In terms of setting and society, the novel sits adjacent to Nathaniel Hawthorne. Besides the Puritans, it contains Hawthorne’s “stern old wilderness,” his work’s sense of wildness in the natural world, its fear and fascination with the forest, its relationship to the “savage,” and its nostalgia for a less brutal existence back in England. Unlike Hawthorne, however, witch trials and damnation do not govern Charis; this is not a book about the flaws of the Puritans. To be sure, the Puritans of Charis have prejudices and shortcomings, but the novel leaves the judgment of them as a side matter for the reader to undertake, if indeed it is possible to generalize about a group as multifaceted as these characters, as with any real people.

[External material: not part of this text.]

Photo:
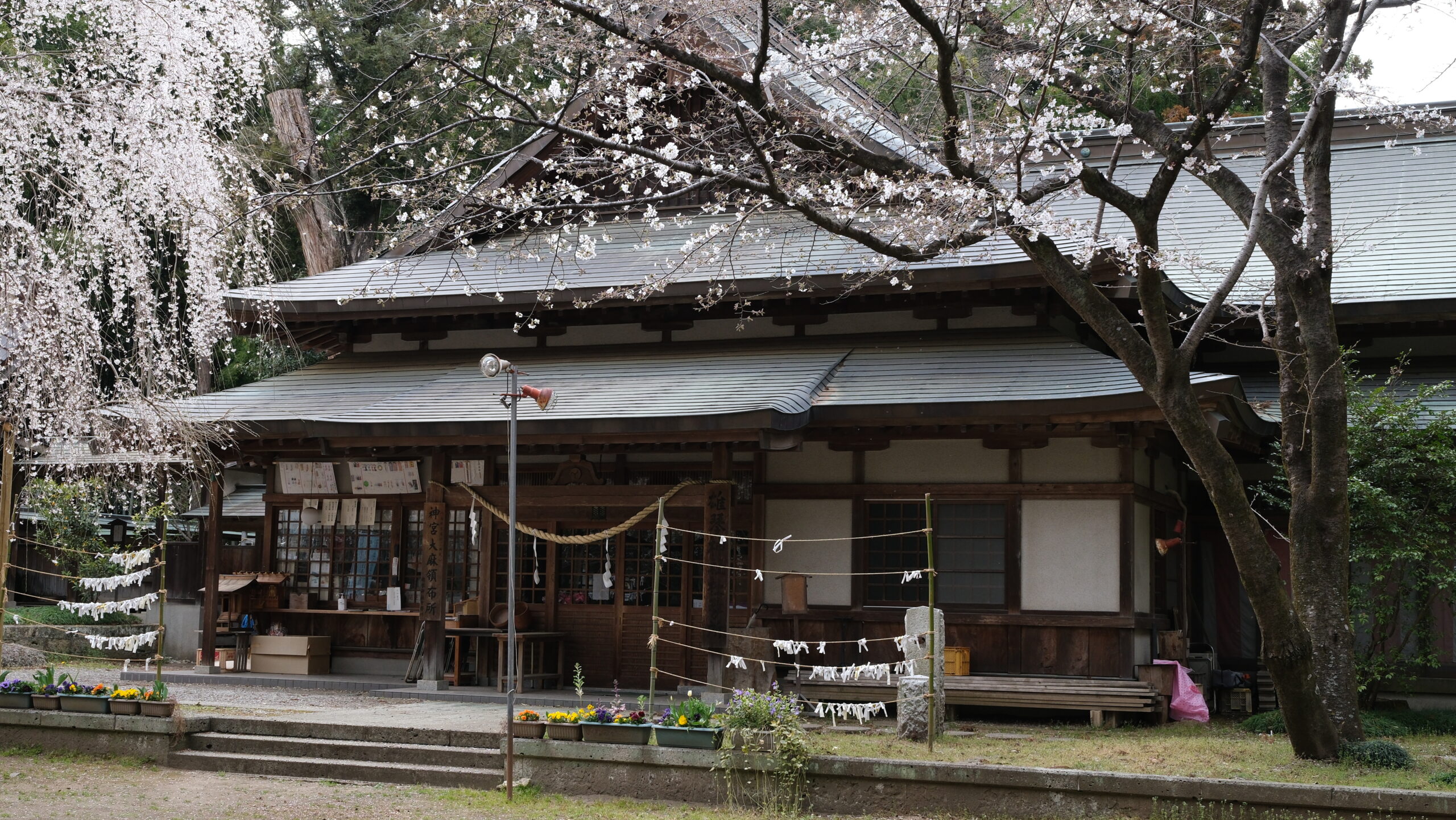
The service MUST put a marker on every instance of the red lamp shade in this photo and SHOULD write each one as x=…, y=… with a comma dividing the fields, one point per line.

Youmans shrewdly presents the collective madness of witch trials as one of many destructive forces in the world — on a level with Indian massacres, concussions, and drowning. As such, the hysteria seems less alien, our modern complacencies less sure, leaving behind the uneasy suspicion that we may be as prone to collective madness as they are, and as blind to it, lulled by the tools we vainly depend upon, just as they depend on their brimstone preaching, to save us from destruction. This sojourn in Charis and the World of Wonders lets us experience reality bare of illusions: life can end at any moment, avoiding grief is folly, joys should be taken gratefully when they come, and creation is full of beauty, fear, mystery, and God.
H.S. Cross is a novelist who lives in New York, the author of Wilberforce and Grievous.